J’ai rendez-vous avec Majda dans la ville de Solimane (que l’on prononce
«Slimène») tout près de Ben Arous dans la banlieue sud de Tunis. Elle y
enseigne le français dans une école primaire. Lorsque j’arrive très en
retard après avoir tourné en taxi, je repère l’établissement grâce à la nuée
d’enfants qui essaiment à travers les ruelles de ce quartier populaire. A peine
entrée dans l’immense cour en terre battue, une petite fille viens vers moi et
me prend la main pour me conduire quelque part. Elle ne parle pas le français
mais comme la plupart des enfants, elle sait se faire comprendre. Et je
comprends qu’elle sait bien qui je suis et qui je cherche. J’avise les salles
de classe sur le côté de la cour où les portes grandes ouvertes laissent
pénétrer la lumière du soleil de midi. Aux murs, l’alphabet français et les
mots écris comme dans n’importe quelle école de France. Majda arrive enfin. Les
enfants m’ont attendue pour la photo et sont très émus de cet événement. Elle
tient à me montrer les spécificités de ses cours. Au mur, à côté des lettres de
l’alphabet, à la place des classiques phrases de type «Pierre mange du chocolat» on trouve
«Révolutions arabes : le printemps continue» juste au dessus du tableau noir.
Près d’une fleur dessinée sous laquelle le mot fleur est écrit, un papier
révèle les deux mots qui composent «lutte sociale». Est-il besoin d’un dessin
dans une classe où les bureaux des enfants sont à moitié mangés par l’usure?

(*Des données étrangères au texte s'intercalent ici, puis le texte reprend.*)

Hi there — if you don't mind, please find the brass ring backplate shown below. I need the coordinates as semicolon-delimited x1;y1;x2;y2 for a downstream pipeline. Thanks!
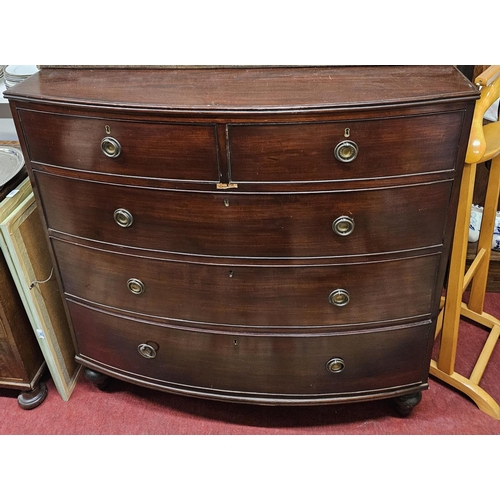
333;141;359;163
326;358;345;373
127;278;146;295
332;215;354;236
328;288;350;307
113;208;134;227
101;137;122;158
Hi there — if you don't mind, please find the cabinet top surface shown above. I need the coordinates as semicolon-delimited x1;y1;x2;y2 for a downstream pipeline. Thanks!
5;66;478;112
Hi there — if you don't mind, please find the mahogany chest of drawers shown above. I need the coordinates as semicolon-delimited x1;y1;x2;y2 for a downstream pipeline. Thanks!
6;66;478;413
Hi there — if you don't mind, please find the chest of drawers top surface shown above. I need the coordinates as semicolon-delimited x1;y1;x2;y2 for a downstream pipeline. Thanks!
5;66;477;112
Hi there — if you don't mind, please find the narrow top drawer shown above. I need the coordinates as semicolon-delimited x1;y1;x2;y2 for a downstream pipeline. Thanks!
228;112;463;183
19;110;219;182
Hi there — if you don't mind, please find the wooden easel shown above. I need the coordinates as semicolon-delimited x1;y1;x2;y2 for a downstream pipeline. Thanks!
430;66;500;420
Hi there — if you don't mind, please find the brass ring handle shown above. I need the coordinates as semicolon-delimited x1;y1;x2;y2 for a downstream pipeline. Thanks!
326;358;345;373
127;278;146;295
332;215;354;236
101;137;122;158
137;344;156;359
333;141;359;163
328;288;350;307
113;208;134;227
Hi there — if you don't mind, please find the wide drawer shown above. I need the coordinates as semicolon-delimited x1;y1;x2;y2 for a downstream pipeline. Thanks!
69;301;431;399
52;239;440;326
229;112;463;183
18;110;219;182
35;172;451;258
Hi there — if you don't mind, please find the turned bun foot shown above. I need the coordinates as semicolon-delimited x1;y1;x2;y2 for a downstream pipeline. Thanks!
393;391;422;417
17;382;47;410
83;368;110;391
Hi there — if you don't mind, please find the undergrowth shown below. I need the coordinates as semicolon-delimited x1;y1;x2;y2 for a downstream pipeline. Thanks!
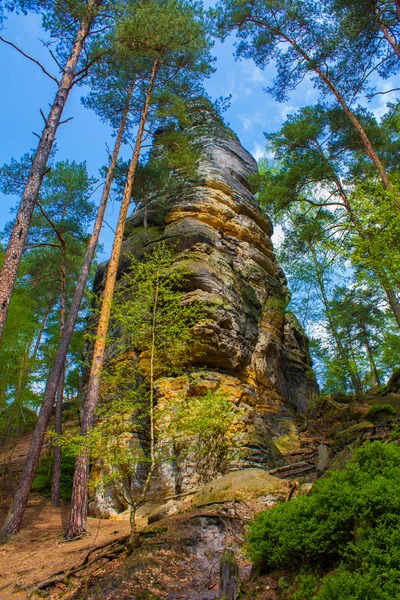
248;442;400;600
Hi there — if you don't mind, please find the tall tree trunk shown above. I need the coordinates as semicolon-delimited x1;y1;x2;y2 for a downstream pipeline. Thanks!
346;327;364;399
51;258;67;506
65;60;158;539
324;163;400;327
358;319;381;386
381;281;400;327
1;304;51;443
375;17;400;58
0;81;135;543
0;0;96;339
275;31;399;190
310;246;362;398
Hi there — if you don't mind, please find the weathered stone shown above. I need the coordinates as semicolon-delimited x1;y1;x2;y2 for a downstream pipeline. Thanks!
91;100;318;516
192;469;288;506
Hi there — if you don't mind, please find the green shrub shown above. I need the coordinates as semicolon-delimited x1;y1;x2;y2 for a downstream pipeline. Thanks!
32;452;75;500
365;404;397;422
248;442;400;600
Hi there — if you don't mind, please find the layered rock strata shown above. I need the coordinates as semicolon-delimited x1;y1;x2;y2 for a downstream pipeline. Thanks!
90;100;317;516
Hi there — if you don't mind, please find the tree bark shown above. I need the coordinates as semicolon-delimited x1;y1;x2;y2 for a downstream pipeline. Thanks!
310;246;362;398
0;80;135;543
51;258;67;506
317;149;400;327
376;12;400;58
65;60;158;539
0;0;96;339
358;319;381;386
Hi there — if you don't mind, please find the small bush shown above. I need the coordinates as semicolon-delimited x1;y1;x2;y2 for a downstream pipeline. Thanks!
248;442;400;600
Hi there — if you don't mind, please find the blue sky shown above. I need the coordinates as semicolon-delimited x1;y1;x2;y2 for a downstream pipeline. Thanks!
0;0;396;258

Majda se plaint du manque de moyens dont l’école pâtit. Elle a déjà envoyé
plusieurs lettres de doléances au gouvernement. Mais rien ne change... En
attendant elle explique la révolution à sa classe composée en moyenne d’enfants
de 5 ans. J’aimerais un jour pouvoir assister à l’un de ses cours carrément
révolutionnaire. Pour le moment je ne peux que deviner à travers les feuilles
punaisées sur les murs... La question de la dette est évoquée à travers la
phrase «Ce n’est pas à nous de payer leur crise» et, pour le cas où l’on
n’aurait pas compris, l’affiche «Ce sont eux les fraudeurs» vient renforcer le
propos. Pour la partie mathématique, l’énorme chiffre 99% permet d’aborder les
proportions de façon ludique... Quand on sait compter jusqu’à 10 on peut
appréhender le chiffre 100 et lorsque sur les dix doigts de la main un seul
reste abaissé, on devine que ce doigt-là est ce qu’il reste au peuple lorsque
tous les autres ont été dévorés par une minorité. Quand à la notion de
«Partager les richesses» écrite en lettres rouges au fond de la salle,
assurément même un enfant de 5 ans peut comprendre cela...

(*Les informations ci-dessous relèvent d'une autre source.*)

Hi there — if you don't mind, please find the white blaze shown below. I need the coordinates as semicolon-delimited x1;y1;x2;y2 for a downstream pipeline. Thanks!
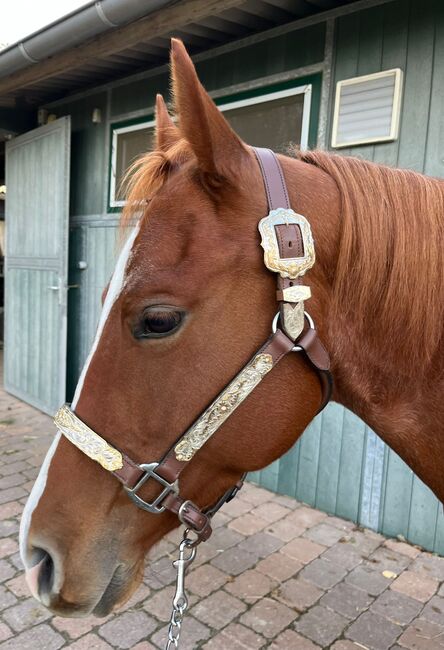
20;226;139;570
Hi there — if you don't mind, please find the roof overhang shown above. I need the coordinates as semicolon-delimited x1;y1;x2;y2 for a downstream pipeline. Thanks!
0;0;368;110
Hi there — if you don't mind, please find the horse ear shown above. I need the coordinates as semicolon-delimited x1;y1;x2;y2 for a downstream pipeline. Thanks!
156;95;180;151
171;38;249;180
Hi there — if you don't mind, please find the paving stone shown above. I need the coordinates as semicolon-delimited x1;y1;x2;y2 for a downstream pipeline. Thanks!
251;501;291;524
66;634;114;650
421;596;444;625
0;519;19;537
281;537;325;564
202;623;264;650
0;559;15;582
211;547;257;576
0;486;28;503
225;569;277;605
150;615;210;650
295;605;348;648
369;546;411;574
256;553;304;582
207;527;245;555
51;616;100;639
99;610;156;648
192;591;247;630
370;589;424;625
238;533;283;558
288;506;327;528
269;630;319;650
398;618;444;650
240;598;296;639
272;494;301;510
330;639;366;650
384;539;421;560
321;582;373;619
221;499;253;518
265;517;305;542
3;598;51;632
345;563;391;596
0;585;17;610
0;474;27;490
342;529;384;557
273;577;324;612
228;512;268;535
144;557;176;589
322;542;363;571
300;557;347;589
0;624;65;650
187;564;229;597
0;622;13;643
410;553;444;582
304;520;344;546
345;612;402;650
391;571;439;603
236;483;273;506
143;585;198;623
0;501;23;521
0;537;18;558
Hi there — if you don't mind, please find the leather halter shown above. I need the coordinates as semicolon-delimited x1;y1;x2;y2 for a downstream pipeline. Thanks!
54;148;332;543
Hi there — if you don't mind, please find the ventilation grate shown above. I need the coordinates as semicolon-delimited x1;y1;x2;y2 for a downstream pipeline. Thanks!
331;68;402;147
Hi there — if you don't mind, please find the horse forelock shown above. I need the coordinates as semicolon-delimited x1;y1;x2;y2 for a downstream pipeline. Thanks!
120;138;193;227
299;151;444;374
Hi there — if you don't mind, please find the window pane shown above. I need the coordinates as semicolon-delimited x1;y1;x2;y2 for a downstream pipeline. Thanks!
115;126;154;201
224;93;304;153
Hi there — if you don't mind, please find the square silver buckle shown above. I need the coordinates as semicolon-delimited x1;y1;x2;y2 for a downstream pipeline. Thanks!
125;463;179;514
258;208;315;280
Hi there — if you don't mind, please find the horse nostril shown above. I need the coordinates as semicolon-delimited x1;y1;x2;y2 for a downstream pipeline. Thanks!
39;553;55;595
29;547;55;596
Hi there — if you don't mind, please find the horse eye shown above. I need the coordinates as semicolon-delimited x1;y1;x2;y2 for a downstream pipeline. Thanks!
134;307;183;338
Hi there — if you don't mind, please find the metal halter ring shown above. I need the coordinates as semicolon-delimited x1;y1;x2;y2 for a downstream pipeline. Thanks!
271;311;316;352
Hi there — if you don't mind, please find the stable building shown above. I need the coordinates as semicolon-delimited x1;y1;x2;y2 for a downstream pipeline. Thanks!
0;0;444;553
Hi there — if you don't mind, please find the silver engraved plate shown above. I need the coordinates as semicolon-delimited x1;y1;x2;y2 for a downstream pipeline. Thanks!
174;353;273;461
281;301;304;341
258;208;315;279
54;404;123;472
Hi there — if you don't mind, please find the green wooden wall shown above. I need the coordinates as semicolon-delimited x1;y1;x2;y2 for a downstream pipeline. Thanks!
252;0;444;554
44;0;444;553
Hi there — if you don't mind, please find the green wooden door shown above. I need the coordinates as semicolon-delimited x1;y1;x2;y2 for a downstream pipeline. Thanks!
5;117;71;413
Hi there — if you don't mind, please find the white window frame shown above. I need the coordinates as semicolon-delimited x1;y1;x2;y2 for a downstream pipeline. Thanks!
331;68;402;149
109;84;312;208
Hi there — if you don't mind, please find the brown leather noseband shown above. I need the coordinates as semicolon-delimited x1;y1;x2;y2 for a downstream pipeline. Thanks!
54;148;332;542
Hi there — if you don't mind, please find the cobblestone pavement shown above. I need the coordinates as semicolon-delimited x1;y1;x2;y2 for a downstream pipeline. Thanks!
0;384;444;650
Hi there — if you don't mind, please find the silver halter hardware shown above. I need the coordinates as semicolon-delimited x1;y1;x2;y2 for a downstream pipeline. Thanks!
271;311;316;352
165;528;197;650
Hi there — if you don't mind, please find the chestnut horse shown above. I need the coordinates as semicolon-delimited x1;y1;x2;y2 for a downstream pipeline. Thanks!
21;40;444;616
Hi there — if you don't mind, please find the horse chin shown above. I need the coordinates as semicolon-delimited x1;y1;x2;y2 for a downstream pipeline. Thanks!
39;565;143;618
92;567;142;618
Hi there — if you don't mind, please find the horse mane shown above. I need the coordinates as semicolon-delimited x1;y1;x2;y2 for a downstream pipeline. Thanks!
297;151;444;374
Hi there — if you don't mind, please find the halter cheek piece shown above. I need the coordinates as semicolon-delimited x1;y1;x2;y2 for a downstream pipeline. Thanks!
54;148;332;542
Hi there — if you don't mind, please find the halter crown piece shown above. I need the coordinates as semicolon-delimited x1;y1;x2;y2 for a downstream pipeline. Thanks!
54;148;332;544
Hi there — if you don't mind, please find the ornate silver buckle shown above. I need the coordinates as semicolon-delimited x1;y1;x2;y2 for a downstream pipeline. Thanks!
258;208;315;279
125;463;179;514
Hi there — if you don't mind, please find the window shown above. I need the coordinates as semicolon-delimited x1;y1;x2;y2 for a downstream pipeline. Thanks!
110;120;155;208
110;84;312;208
331;68;402;147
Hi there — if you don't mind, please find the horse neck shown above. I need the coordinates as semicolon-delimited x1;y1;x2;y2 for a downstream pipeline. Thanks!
290;157;444;501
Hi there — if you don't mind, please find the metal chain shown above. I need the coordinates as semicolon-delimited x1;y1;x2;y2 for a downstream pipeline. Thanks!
165;529;197;650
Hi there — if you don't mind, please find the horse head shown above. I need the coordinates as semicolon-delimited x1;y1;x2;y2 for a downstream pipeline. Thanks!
16;40;339;616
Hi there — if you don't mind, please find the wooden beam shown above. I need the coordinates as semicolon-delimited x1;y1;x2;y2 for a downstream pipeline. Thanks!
0;0;243;95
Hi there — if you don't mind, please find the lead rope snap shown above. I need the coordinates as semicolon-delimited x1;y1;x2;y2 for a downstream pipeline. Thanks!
165;529;197;650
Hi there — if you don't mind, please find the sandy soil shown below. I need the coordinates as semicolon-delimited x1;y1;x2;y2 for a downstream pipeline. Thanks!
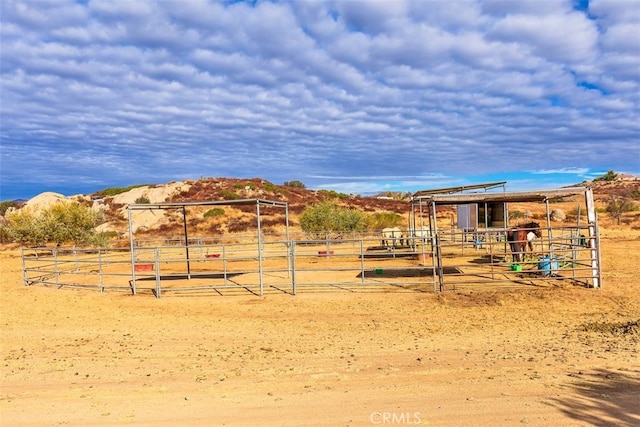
0;230;640;426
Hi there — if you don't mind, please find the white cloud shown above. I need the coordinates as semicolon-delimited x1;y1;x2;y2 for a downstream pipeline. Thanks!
0;0;640;201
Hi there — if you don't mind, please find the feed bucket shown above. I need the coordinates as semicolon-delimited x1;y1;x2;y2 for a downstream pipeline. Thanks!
538;255;558;276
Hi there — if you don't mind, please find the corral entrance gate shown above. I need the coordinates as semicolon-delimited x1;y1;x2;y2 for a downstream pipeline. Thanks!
411;183;602;290
127;199;289;297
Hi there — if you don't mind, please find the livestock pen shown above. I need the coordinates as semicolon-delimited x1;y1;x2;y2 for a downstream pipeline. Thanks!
22;190;601;297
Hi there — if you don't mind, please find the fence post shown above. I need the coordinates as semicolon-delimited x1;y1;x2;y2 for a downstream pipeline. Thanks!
98;249;104;292
289;240;296;295
153;246;160;298
20;248;27;286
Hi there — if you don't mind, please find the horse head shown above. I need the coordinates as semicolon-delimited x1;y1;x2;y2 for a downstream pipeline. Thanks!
525;222;542;239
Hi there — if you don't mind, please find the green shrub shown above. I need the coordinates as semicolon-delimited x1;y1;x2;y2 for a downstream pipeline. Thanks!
299;202;368;238
222;190;240;200
367;212;404;230
7;202;101;245
0;201;18;215
204;208;224;218
318;190;349;199
135;196;151;205
282;180;307;189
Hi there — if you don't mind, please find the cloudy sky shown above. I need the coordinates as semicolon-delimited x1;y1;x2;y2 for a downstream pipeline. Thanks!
0;0;640;200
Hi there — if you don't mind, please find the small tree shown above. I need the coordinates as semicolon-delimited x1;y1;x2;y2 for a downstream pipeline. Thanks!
368;212;403;230
283;180;307;188
7;202;101;245
594;170;618;181
300;201;367;238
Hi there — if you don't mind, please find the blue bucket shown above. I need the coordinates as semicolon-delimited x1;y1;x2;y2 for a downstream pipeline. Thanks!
538;255;558;276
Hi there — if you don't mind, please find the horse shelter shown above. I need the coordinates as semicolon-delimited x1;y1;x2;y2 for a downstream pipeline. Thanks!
410;183;602;290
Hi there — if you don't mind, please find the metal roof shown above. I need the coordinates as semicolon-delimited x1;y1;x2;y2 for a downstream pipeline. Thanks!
413;181;507;197
414;187;588;205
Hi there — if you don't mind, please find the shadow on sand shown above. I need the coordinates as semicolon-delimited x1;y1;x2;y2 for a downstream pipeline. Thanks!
551;369;640;427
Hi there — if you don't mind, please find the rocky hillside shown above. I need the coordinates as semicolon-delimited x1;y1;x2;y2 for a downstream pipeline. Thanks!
6;178;640;235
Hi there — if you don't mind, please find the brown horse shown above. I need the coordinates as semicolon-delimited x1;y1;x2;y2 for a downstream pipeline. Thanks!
507;222;542;262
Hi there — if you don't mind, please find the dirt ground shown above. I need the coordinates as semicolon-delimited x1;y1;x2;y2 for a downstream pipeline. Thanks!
0;230;640;426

Les enfants qui apprennent la révolution sont tous très polis voire
câlins, car après avoir terminé ma prise de vue, j’ai droit à quelques bisous
bruyants sur les deux joues, ponctués d’un «au revoir» prononcé avec
application. Cela me va droit au cœur.
Je dis mon étonnement à
Majda devant la liberté dont elle dispose dans l’éducation des enfants. Elle me
dit que la notion de révolution est partagée par tous comme un événement
positif. Et puis, dans l’école tout le monde connaît ses opinions politiques.
Militante des premières heures, et cela bien longtemps avant la révolution,
elle a toujours été respectée même par ses ennemis politiques. Connue pour ses
coups de gueule durant les réunions, elle est aussi appréciée pour son
honnêteté, ses convictions et sa soif de justice.